Social media services have generally been free of charge for users, but with ad revenues slowing down, social media companies are looking for new revenue streams beyond targeted ads. Now, Twitter is charging for its blue checkmark verification, and Meta and Twitter both charge for identity protection.
Anjana Susarla, Omura-Saxena Professor in Responsible AI in the Michigan State University Broad College of Business, explains the security and privacy concerns associated with paid verification and identity protection on social media.
Answers are excerpts from an article originally published in The Conversation.
What is the likelihood that social media users will pay for better security — and that the platforms will deliver on their promises?
Some people might pay Facebook for improved security, but, overall, collective well-being depends on having a very large group of users investing in better security for all. Picture a medieval city under siege from an invader, with each family in the city responsible for a stretch of the wall. Collectively, the community is only as strong as the weakest link. It will be interesting to see if Twitter and Meta still deliver their promised paid-for results even if they don’t get the desired number of paid users for these services.”
While large platforms such as Facebook and Twitter could benefit from lock-in, meaning having users who are dependent on or at least heavily invested in them, it’s not clear how many users will pay for these features. This is an area in which the platforms’ profit motive is in conflict with their overall goal, which is to have a large enough community that people will continue using it because all of their social or business connections are there.
What are the risks of social media platforms putting a premium on security?
Security, user authentication and identity verification are issues that concern everyone, not just content creators or those who can afford to pay.
In the first three months of 2022 alone, nearly one-fifth of teens and adults in the U.S. reported their social media accounts getting hacked. The same survey found that 24% of consumers reported being overwhelmed by devices and subscriptions, indicating significant fatigue and cognitive overload in having to manage their virtual experiences.
Some cybersecurity experts already have pointed out the downsides to monetizing security features. In particular, in giving a very rushed timeline — one month from announcement to implementation — to pay for a more secure option, there is a real risk that many users will turn off two-factor authentication altogether.
What security and privacy risks are associated with social media use?
Social media platforms aren’t really free. Consider the adage: “If you’re not paying for the product, then you are the product.” Companies such as Meta and Twitter monetize the enormous tracts of data they have about users through a complex online advertising-driven ecosystem. The system makes use of very granular individual user data and predictive analytics to help companies microtarget online ads and track and compare advertising views with outcomes. There are hidden costs associated with people’s loss of privacy and control over their personal information, including loss of trust and vulnerability to identity theft.
What obstacles hinder individual security and privacy on social media?
Charging for identity protection raises the question of how much each person values privacy or security online. Markets for privacy, which are based on the idea that an individual’s concern for privacy can be something that companies charge for have posed a similar conundrum. For digital products in particular, consumers are not fully informed about how their data is collected, for what purposes and with what consequences.
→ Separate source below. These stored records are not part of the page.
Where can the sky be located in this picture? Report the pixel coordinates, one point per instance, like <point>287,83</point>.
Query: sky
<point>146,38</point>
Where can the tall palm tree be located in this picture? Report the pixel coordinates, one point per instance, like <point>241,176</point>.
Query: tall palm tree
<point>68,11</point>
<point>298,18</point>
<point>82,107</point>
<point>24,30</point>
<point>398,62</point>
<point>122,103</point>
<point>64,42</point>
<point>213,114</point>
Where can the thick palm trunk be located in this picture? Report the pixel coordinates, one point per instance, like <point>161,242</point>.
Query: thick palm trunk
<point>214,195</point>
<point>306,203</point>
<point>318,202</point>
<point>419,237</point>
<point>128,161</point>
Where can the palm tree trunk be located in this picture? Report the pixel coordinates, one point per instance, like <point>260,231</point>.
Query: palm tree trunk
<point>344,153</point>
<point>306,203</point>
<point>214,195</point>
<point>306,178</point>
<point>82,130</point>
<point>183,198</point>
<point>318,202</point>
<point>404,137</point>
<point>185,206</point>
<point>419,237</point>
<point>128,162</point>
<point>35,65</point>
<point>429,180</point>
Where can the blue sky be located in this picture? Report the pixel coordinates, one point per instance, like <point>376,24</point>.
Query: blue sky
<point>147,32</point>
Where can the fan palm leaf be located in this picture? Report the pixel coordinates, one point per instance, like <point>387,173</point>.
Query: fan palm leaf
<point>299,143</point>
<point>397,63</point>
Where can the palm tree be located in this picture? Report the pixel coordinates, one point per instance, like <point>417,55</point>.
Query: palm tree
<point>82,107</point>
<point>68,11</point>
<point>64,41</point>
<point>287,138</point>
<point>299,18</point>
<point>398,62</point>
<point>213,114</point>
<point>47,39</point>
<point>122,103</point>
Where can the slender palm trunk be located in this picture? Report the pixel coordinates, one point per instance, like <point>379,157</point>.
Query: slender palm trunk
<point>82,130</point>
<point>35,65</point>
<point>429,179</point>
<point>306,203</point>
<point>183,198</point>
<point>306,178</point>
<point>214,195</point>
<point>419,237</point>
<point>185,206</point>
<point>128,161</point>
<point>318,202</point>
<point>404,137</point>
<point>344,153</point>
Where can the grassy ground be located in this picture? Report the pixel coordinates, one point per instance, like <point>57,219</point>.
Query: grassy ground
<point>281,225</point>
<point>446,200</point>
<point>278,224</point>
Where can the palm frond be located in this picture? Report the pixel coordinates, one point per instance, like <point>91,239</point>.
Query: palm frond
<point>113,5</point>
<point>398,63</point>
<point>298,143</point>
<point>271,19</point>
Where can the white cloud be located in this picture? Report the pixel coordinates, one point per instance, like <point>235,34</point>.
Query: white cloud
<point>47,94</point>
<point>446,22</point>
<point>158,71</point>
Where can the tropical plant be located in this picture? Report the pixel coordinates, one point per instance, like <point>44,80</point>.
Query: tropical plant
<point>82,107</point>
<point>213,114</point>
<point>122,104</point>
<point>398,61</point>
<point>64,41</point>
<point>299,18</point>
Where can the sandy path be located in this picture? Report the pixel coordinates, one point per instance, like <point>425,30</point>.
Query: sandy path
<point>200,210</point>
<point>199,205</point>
Social media users face imperfect or asymmetric information about their data, so they do not know how to correctly value features such as security. In the standard economic logic, markets assign prices based on buyers’ willingness to pay and sellers’ lowest acceptable bids, or reservation prices. However, digital platforms such as Meta benefit from individuals’ data by virtue of their size — they have such a large amount of personal data. There is no market for individual data rights, even though there have been a few policy proposals, such as California Gov. Gavin Newsom’s call for a data dividend.
How does monetizing social media security options affect vulnerable populations without identity protection?
Not everyone can afford to pay Meta or Twitter to keep their personal information safe. Monetization efforts might hurt those most vulnerable, such as those who need Meta to find access to job information or the elderly and infirm who use social media to learn about what is happening in their communities. Communities that have invested resources in building a shared online space using platforms such as Twitter and Facebook may also be harmed.
For those who are scammed, the process of account recovery is frustrating and time-consuming. Social bots have become increasingly more sophisticated. Scams increased by almost 288% from 2021 to 2022, according to a report from the Identity Theft Resource Center. Scammers and phishers have found it easy enough to gain access to people’s personal information and impersonate others.